Saturday, June 24, 2017

The Big Green Tent, by Ludmila Ulitskaya

This sweeping novel opens with the death in March 1953 of Stalin, and through its three principal characters, schoolboys at the time, carries us up to the collapse of the Soviet Union, without giving the reader any sense that the empire could ever fail. They become friends as they rescue each other from bullying, and their underdog status - Jew, musician, child of yesterday's aristocracy - channels them toward empathy. Their literature teacher, a veteran who hates war, opens their eyes to the world of poetry and Russian history, and they grow up into the underground of artists and writers persecuted by the Soviet regime. Ulitskaya's choice of the death of Stalin to begin the book emphasizes that once the machinery of repression is in place, those who built it are no longer necessary to its function. Beria is gone, but the Lubyanka, the notorious prison in Moscow, is bustling.

"For so many years Mikha had studied Marxism, trying to work out how such wonderful ideas about justice could become so misshapen, so distorted, in their implementation; but now the truth was laid bare -- it was a grandiose lie, cynicism, inconceivable cruelty, shameless manipulations of people who had lost their humanity, their human dignity and self-worth, out of fear. This fear enveloped the whole country like a dark cloud. One could call this cloud Stalinism; but Mikha had already understood that Stalinism was only a singular instance of the evil of this enormous, universal, timeless political despotism."

The informants, spies, secret police, and their bureaucracy maintain deadly efficient means of suppressing free thought, whatever forms it might take. Owning a typewriter is cause for suspicion. You might think that studying Lenin would be encouraged - but those who look deeper than the official version of his thought and rise to power, as taught in schools, are informed on, interrogated, denied jobs then labeled parasites for not working. A middling painter becomes a savage political cartoonist because he cannot keep silent, cannot continue to crank out meaningless portraits. Inquiring minds resort to secret and innovative means to disseminate the novels and poems outlawed by the government. The samizdat (underground publishing) movement sweeps up many people and nourishes a society starved for reflections of truth through art. As one character tells another:
"[Samizdat] itself is remarkable and unprecedented. It's vital energy that is spread from source to source, establishing threads, forming a sort of spiderweb that links many people. It creates passageways that conduct information in the form of books, magazines, poems, both very old and very new..."

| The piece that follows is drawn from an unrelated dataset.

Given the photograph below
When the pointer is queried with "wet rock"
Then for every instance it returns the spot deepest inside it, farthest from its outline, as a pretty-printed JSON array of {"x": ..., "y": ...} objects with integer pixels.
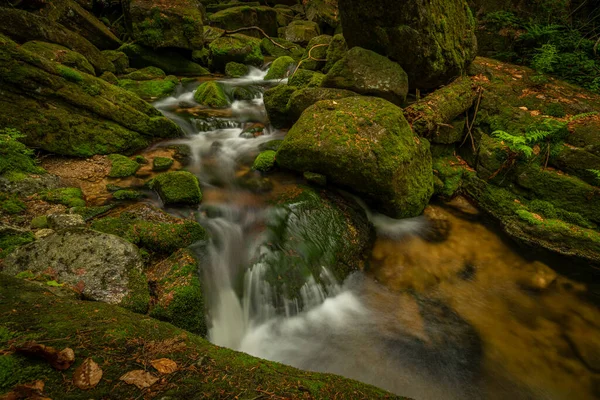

One character is imprisoned for publishing a magazine whose circulation at its height is 20 copies - this is how deeply threatening creative work is to those in power.

Ulitskaya brings to life the sense of urgency this artistic minority feels to hear Pasternak's poems, listen to records of performances by great musicians, to read Nabokov and Solzhenitsyn and Brodsky. They all know they are being followed, spied and eavesdropped on, and they have gestures and phrases to stand in for the things they cannot say aloud. Stints in prison camps undermine their health and spirits then render them unemployable.
"On the eve of his departure [for prison]...he was feeling... guilty, guilty for all that had happened... Guilty before [his pregnant wife] Alyona, since he had left her alone; before his friends, for not being able to do anything that would change the disposition of things for the better; before the whole world, to which he was indebted...
     It's a strange, inexplicable law that the most innocent people among us are the ones predisposed to the greatest sense of guilt."

But the essence of this novel is that along with the horrors, Ulitskaya's characters find unexpected moments of connection - the cartoonist, having fled Moscow, shelters for the winter in a tiny village with an old peasant woman. When she invites her two ancient friends over for their annual bath, he sees them naked, and discovers in their grotesque time-ravaged bodies more honest beauty than he has ever witnessed - the beauty of old women who have suffered all their lives, but who still cavort like children, delighted, mischievous, and without shame.